MADAME DE FLEURVILLE, _froidement.—_Je ne redoute pas, madame, la méchanceté de Sophie; je suis bien sûre que je me ferai obéir d'elle sans difficulté.

MADAME FICHINI.—Ainsi donc, vous voulez bien consentir à m'en débarrasser? Je vous préviens que mon absence sera longue; je ne reviendrai pas avant deux ou trois mois.

MADAME DE FLEURVILLE, _toujours avec froideur.—_Ne vous inquiétez pas du temps que durera votre absence, madame, je suis enchantée de vous rendre ce service.

MADAME FICHINI.—Dieu! que vous êtes bonne, chère dame! que je vous remercie!
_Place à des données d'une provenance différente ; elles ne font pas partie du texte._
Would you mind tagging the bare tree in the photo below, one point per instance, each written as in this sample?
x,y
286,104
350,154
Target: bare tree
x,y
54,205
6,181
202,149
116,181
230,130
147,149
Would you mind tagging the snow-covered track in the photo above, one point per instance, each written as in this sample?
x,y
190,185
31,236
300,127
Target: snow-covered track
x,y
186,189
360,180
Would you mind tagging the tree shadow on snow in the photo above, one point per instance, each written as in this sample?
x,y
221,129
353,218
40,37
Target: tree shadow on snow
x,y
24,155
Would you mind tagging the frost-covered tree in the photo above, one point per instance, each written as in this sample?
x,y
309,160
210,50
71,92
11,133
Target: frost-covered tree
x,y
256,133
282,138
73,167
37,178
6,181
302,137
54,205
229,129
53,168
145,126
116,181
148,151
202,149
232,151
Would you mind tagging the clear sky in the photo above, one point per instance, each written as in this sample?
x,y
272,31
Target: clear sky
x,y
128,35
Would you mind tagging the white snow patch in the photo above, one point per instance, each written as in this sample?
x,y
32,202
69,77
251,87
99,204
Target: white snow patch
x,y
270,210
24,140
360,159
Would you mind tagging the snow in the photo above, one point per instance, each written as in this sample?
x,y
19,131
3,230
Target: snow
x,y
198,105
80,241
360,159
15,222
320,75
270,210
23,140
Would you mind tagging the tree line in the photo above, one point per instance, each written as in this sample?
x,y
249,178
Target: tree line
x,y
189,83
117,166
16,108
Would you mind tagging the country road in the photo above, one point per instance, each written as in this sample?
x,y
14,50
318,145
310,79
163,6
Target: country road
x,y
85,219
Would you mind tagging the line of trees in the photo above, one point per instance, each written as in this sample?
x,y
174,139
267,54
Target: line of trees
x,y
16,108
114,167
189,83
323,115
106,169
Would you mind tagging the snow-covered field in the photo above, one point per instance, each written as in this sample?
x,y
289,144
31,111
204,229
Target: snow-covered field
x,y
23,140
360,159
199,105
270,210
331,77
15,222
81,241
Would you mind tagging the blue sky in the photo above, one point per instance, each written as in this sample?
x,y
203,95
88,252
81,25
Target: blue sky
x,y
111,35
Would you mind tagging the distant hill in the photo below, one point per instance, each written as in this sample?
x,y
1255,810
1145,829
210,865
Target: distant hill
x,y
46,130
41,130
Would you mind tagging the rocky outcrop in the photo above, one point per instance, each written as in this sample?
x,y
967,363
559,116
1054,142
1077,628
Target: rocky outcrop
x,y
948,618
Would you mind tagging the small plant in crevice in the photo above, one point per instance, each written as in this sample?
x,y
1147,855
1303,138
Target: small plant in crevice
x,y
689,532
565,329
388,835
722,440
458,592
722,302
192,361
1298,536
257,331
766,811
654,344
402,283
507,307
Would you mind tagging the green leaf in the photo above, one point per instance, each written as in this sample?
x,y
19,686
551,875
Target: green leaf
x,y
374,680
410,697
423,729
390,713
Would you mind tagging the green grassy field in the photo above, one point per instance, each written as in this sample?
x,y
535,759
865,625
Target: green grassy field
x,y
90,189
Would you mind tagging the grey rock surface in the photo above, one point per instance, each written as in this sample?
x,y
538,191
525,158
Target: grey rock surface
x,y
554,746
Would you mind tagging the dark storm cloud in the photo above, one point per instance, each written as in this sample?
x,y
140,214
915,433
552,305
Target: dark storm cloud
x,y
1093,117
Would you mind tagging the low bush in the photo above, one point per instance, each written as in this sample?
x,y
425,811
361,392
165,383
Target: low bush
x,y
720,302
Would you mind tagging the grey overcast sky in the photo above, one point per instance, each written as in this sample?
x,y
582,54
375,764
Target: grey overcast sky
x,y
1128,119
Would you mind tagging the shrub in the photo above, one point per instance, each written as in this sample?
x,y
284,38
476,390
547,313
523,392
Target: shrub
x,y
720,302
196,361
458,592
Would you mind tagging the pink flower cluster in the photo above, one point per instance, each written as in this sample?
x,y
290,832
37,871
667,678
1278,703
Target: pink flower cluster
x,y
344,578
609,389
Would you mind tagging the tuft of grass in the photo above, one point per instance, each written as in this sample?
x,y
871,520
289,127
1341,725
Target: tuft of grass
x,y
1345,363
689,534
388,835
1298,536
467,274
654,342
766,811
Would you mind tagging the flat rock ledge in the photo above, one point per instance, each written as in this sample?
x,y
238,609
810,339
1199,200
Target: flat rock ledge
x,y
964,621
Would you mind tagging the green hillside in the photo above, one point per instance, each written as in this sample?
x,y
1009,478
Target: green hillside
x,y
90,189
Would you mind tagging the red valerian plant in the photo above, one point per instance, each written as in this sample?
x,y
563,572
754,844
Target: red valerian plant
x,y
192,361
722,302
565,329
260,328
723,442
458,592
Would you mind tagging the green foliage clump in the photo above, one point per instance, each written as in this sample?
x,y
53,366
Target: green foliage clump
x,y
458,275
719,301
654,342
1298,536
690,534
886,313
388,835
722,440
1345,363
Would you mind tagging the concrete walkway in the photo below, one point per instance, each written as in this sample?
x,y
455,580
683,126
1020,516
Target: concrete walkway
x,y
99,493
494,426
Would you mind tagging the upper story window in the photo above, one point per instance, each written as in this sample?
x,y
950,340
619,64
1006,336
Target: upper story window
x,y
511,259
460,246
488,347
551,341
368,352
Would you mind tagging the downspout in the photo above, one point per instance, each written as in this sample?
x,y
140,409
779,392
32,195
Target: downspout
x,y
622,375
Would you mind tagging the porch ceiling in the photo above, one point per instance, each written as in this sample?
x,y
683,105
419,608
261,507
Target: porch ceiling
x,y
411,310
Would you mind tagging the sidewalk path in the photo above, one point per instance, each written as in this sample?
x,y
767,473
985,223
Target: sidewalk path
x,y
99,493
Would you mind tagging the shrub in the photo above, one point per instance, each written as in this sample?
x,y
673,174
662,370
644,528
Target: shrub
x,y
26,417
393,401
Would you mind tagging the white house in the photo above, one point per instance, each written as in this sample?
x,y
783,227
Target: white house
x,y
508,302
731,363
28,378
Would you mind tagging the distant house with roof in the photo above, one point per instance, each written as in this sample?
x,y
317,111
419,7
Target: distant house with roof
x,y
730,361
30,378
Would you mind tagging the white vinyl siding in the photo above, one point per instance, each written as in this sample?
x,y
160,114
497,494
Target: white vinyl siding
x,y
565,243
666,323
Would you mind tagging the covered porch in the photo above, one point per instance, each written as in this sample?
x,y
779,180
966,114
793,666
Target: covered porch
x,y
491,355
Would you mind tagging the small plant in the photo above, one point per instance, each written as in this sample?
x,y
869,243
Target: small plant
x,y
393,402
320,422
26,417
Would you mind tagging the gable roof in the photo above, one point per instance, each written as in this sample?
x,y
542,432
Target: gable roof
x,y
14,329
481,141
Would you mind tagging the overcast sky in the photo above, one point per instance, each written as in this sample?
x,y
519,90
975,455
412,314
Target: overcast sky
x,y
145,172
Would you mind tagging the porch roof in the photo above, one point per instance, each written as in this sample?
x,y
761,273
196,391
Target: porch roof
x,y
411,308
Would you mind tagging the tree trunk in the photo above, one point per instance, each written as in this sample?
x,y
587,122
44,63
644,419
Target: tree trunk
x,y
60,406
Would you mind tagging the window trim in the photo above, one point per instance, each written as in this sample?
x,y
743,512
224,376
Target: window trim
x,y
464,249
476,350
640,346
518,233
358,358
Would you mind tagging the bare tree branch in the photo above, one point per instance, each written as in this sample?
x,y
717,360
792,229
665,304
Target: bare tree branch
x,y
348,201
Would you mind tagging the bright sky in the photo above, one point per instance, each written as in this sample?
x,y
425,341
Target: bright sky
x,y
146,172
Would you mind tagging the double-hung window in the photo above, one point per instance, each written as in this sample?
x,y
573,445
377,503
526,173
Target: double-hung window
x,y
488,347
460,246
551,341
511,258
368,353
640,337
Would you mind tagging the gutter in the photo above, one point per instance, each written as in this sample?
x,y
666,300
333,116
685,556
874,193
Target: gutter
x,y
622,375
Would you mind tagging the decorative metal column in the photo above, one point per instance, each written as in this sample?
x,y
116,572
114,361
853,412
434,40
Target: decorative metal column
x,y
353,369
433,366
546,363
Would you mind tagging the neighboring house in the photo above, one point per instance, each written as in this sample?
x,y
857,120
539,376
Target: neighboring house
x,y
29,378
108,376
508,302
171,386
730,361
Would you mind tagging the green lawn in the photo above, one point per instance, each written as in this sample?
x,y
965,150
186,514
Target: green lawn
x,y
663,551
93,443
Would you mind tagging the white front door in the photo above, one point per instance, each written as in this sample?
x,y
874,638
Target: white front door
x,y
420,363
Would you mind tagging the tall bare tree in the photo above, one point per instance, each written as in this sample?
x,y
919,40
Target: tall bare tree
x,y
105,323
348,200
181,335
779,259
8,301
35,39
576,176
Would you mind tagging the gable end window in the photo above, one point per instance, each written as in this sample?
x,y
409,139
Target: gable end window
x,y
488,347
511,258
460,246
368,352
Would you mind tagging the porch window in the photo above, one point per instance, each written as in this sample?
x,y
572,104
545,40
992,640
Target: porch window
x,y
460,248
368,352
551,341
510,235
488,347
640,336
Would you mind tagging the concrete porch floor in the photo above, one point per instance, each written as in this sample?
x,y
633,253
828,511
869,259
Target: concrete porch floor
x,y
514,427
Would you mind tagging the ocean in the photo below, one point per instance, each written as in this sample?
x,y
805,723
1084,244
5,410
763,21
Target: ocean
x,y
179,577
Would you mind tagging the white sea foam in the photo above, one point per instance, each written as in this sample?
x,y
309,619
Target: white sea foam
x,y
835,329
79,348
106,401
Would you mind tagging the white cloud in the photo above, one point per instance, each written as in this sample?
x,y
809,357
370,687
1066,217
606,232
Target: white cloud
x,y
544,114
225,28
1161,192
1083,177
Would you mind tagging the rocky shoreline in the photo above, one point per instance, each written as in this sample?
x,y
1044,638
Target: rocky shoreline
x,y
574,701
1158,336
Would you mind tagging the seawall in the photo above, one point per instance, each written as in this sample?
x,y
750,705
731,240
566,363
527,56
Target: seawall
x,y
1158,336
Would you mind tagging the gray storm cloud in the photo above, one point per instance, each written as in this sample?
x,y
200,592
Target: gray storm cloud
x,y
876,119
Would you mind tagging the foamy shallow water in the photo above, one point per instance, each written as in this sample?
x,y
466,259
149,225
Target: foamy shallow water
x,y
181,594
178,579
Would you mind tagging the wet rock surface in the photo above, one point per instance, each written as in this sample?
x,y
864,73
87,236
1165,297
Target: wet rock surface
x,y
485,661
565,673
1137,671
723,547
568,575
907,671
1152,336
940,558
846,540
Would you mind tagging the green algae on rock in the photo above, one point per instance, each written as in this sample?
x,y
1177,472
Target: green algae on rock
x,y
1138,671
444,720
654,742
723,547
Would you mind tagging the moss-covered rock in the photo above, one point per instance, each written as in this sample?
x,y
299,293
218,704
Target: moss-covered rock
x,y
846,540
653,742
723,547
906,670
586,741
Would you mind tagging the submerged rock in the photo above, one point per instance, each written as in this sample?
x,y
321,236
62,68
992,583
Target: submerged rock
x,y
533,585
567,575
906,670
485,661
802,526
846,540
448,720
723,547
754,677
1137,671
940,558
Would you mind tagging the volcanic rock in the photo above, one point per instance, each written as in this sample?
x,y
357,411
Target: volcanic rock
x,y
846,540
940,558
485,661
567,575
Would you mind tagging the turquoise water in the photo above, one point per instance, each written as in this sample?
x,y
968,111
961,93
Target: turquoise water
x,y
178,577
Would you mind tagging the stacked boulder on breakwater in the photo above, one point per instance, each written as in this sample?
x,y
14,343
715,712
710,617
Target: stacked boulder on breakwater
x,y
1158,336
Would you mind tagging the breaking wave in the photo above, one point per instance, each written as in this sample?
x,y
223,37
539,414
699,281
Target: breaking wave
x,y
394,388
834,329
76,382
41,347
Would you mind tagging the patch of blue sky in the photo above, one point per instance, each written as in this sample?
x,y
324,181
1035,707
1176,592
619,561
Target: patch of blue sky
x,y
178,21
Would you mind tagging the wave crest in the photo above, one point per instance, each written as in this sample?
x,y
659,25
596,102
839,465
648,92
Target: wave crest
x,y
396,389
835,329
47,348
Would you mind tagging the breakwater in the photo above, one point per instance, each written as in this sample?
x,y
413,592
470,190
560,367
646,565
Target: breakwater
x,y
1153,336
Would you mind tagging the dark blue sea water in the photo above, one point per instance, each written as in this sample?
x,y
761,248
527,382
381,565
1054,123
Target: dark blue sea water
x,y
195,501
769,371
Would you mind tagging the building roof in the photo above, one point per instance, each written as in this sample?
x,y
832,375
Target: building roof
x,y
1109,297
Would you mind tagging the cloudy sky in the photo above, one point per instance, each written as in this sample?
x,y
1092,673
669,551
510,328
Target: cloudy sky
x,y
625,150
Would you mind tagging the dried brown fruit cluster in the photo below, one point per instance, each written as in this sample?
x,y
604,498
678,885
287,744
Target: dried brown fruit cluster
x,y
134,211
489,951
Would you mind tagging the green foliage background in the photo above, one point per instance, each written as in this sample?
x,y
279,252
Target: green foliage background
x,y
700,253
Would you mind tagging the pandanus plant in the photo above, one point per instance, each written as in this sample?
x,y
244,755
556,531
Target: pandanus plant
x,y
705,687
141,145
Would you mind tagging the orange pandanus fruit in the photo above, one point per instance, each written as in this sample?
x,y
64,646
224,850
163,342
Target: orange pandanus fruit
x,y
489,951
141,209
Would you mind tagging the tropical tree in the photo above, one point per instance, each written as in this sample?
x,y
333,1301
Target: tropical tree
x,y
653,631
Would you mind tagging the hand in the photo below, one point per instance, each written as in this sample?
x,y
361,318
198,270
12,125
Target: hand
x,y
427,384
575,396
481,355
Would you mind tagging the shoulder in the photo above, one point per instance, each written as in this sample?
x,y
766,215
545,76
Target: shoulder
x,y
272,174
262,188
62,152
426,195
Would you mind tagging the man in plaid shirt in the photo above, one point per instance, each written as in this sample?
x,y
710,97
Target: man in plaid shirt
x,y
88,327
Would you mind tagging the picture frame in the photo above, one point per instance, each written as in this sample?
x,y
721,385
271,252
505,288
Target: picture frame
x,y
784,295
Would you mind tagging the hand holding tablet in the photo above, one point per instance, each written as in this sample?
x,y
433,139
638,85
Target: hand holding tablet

Ainsi je puis faire mes préparatifs de voyage?

MADAME DE FLEURVILLE, _sèchement.—_Quand vous voudrez, madame.

MADAME FICHINI.—Comment! je pourrais partir dans trois jours?

MADAME DE FLEURVILLE.—Demain, si vous voulez.

MADAME FICHINI.—Quel bonheur! que vous êtes donc aimable!
Ainsi, je vous enverrai Sophie après-demain.

MADAME DE FLEURVILLE.—Très bien, madame; je l'attendrai.

MADAME FICHINI.—Surtout, chère dame, ne la gâtez pas, corrigez-la sans pitié: vous voyez comment il faut s'y prendre avec elle.